Profissionalmente, como define essa experiência? E do ponto de vista pessoal?
É um desafio pessoal e profissional de cada um dos que trabalham nesta instituição. Profissional porque são pacientes com politraumas, traumas muito fortes.

Follman está aqui desde o começo [os outros três foram primeiro para outros dois hospitais e em seguida transferidos para o San Vicente]. Como o sr. e os do hospital têm se relacionado com ele?
Com Follman temos tido uma proximidade importante, porque está conosco desde o início e também desde o início estamos em contato com a família, desde que [os parentes] ainda estavam no Brasil. Mas também temos um compromisso muito forte com Alan, Neto e Rafael e suas famílias.

Pode fazer uma estimativa de quando os pacientes sairão da UTI? E quando sairão do hospital rumo ao Brasil?
Ainda é muito difícil, porque a evolução do estado de cada um é muito frequente, a cada 12 horas, a cada 24 horas, o quadro se altera e podemos fazer mudanças no tratamento.

Mas estamos falando em dias ou em semanas?
Creio que cada um vai ter uma evolução distinta, a partir de qual iremos definindo com o corpo médico brasileiro a possibilidade de traslado de cada um. Mas creio que estamos falando de semanas.

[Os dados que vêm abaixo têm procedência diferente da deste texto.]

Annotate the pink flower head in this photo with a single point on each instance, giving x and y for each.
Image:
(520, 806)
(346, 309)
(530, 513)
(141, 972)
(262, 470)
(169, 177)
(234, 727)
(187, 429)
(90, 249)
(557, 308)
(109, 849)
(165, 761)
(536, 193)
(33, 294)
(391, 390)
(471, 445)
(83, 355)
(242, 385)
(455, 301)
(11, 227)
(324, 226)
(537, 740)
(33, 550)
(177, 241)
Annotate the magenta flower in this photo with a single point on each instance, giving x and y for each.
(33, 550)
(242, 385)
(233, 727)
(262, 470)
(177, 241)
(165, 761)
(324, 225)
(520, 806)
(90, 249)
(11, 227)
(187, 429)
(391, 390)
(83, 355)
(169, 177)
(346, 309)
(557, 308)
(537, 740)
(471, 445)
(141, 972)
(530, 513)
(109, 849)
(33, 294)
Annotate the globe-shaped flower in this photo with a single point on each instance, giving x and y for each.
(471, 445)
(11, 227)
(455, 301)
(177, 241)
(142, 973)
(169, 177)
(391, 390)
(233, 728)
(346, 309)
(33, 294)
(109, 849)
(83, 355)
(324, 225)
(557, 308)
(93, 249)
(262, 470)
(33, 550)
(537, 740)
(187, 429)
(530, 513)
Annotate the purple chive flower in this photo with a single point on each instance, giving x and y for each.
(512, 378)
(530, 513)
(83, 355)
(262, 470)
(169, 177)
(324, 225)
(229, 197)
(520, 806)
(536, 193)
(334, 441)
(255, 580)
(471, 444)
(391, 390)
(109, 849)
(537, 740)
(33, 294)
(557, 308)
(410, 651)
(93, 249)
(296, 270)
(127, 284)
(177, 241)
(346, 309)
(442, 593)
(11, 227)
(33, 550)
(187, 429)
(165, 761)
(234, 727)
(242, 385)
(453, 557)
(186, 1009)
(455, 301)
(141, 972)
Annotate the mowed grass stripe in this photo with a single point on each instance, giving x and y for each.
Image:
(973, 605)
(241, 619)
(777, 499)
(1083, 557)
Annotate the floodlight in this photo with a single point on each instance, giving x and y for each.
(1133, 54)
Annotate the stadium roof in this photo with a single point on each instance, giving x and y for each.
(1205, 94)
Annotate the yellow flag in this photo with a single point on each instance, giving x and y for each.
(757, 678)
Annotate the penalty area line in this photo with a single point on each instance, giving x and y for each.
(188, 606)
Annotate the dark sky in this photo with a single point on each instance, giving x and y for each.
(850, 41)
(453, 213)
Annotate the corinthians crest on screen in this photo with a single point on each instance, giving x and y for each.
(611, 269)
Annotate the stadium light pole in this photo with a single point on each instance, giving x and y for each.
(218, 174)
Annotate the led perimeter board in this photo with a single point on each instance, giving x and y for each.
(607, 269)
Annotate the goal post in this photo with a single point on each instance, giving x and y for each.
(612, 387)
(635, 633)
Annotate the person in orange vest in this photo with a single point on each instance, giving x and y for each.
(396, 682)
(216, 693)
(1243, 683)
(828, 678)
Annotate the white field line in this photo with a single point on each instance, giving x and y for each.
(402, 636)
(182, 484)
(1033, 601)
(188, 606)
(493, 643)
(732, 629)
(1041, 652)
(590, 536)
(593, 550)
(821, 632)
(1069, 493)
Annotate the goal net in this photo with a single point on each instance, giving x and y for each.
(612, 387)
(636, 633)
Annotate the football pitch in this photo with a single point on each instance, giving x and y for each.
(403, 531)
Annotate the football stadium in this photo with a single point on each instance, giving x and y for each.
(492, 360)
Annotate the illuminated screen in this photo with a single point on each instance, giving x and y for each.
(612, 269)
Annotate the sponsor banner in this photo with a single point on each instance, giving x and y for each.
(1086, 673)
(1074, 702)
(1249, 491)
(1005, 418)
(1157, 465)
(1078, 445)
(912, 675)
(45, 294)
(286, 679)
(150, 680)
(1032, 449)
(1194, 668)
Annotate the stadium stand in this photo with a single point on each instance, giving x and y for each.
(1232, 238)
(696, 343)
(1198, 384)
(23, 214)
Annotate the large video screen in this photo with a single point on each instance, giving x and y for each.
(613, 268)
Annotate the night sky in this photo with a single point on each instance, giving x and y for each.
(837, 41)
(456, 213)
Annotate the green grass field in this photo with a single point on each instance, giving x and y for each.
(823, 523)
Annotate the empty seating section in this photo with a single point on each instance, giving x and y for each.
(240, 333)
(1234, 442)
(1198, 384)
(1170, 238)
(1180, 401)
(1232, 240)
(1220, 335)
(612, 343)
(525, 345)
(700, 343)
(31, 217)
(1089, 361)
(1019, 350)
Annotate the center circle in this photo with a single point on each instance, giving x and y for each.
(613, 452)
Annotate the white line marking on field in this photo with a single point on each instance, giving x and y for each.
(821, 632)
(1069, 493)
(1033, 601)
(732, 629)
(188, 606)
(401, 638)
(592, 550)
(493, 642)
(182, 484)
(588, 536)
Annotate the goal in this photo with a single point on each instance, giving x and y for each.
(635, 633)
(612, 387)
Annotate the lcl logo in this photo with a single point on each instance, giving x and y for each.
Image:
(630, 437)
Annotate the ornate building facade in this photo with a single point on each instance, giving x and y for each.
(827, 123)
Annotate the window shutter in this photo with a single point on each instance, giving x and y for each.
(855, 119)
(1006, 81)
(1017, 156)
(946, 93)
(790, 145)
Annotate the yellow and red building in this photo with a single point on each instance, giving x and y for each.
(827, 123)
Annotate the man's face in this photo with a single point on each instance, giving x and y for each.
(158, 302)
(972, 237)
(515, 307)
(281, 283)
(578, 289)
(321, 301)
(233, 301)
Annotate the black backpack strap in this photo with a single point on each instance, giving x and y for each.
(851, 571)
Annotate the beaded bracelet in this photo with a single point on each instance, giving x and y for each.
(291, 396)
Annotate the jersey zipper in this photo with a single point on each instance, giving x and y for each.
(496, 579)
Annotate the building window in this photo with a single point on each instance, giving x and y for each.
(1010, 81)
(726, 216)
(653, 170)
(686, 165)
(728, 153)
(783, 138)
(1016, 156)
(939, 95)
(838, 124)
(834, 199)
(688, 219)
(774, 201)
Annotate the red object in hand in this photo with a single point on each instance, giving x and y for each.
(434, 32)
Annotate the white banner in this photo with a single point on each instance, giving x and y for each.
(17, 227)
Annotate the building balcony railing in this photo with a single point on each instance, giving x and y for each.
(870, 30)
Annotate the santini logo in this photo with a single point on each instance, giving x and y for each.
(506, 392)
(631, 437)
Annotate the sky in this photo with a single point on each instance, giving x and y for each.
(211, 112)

Neto tem a situação mais grave e é o único que continua sedado e entubado. É possível saber quanto será retirada a sedação e a ventilação mecânica?
Neto está em estado muito crítico neste momento. Está sedado, em coma induzido, sua situação pulmonar é muito delicada. É o que mais nos preocupa dos quatro e ainda é muito apressado dar qualquer informação adicional.

Como tem sido o intercâmbio com os médicos brasileiros?
Tem sido muito respeitoso, muito acadêmico e todo em benefício da recuperação de cada um deles.

O sr conhece o Brasil, os médicos e hospitais do país? Quais as diferenças de estrutura e expertise médica em relação à Colômbia?
Não conheço o Brasil. Mas claro que sim, sei das características técnicas e da qualidade dos hospitais e dos médicos brasileiros, tenho a informação de que esse hospital foi construído com base em conhecimentos que se teve em alguns hospitais pelo mundo, entre eles um do Brasil.

Qual hospital do Brasil?
O Albert Einstein. Uma comissão deste hospital viajou para conhecer características do Albert Einstein e pode replicá-las aqui.

Psicólogos do hospital estão encarregados de passar, junto com as famílias, informações sobre o acidente. Como os pacientes reagiram?
Eles são muito fortes e reagiram com uma fortaleza impressionante. Estamos gratamente surpresos de como são fortes de de como tomaram essa situação e entendem que sua sobrevivência neste momento é um milagre. E cada um deles e suas família vão aos poucos entendendo e aceitando que agora têm que lutar junto conosco para que sobrevivam.

Mas os sobreviventes se lembram do que aconteceu, do desastre e do resgate?
Jackson [Follman] tem algo de memória. Com Rafael e Alan não conversei muito sobre isso. Mas Jackson contou um pouco do que se recorda.

E o que lhes contou?
Algo muito similar que já foi dito pelos bolivianos, que contaram muito mais nesse sentido. Saber o que aconteceu e que mesmo assim está vivo é também o que está lhe dando força para seguir lutando pela sua vida.

Quem pagará pela internação dos brasileiros?
Para nós isso não é a preocupação mais forte agora. Estamos focados na recuperação dos sobreviventes e sabemos que posteriormente haverá quem vai pagar por todos os cuidados que eles estão tendo.

Não se sabe ainda?
Nosso departamento encarregado desse assunto também está nesse contato. Mas nós que somos da parte diretamente clínica estamos mais preocupados em que se recuperem. [questionada, a assessoria de imprensa do hospital disse que se tratava de um assunto interno]

É possível estimar quanto custa por dia manter quatro pacientes nesse estado na UTI de uma instituição como essa?
É muito difícil e não tenho tampouco a informação precisa.

Para o sr., pelo que se sabe até agora, de quem é a responsabilidade pelo desastre?
Para mim é muito difícil falar de responsáveis, porque seria ter uma posição de juiz. E neste momento não tenho posição nem trabalho de juiz, mas de médico, então minha função é buscar que os quatro possam sair bem dessa instituição.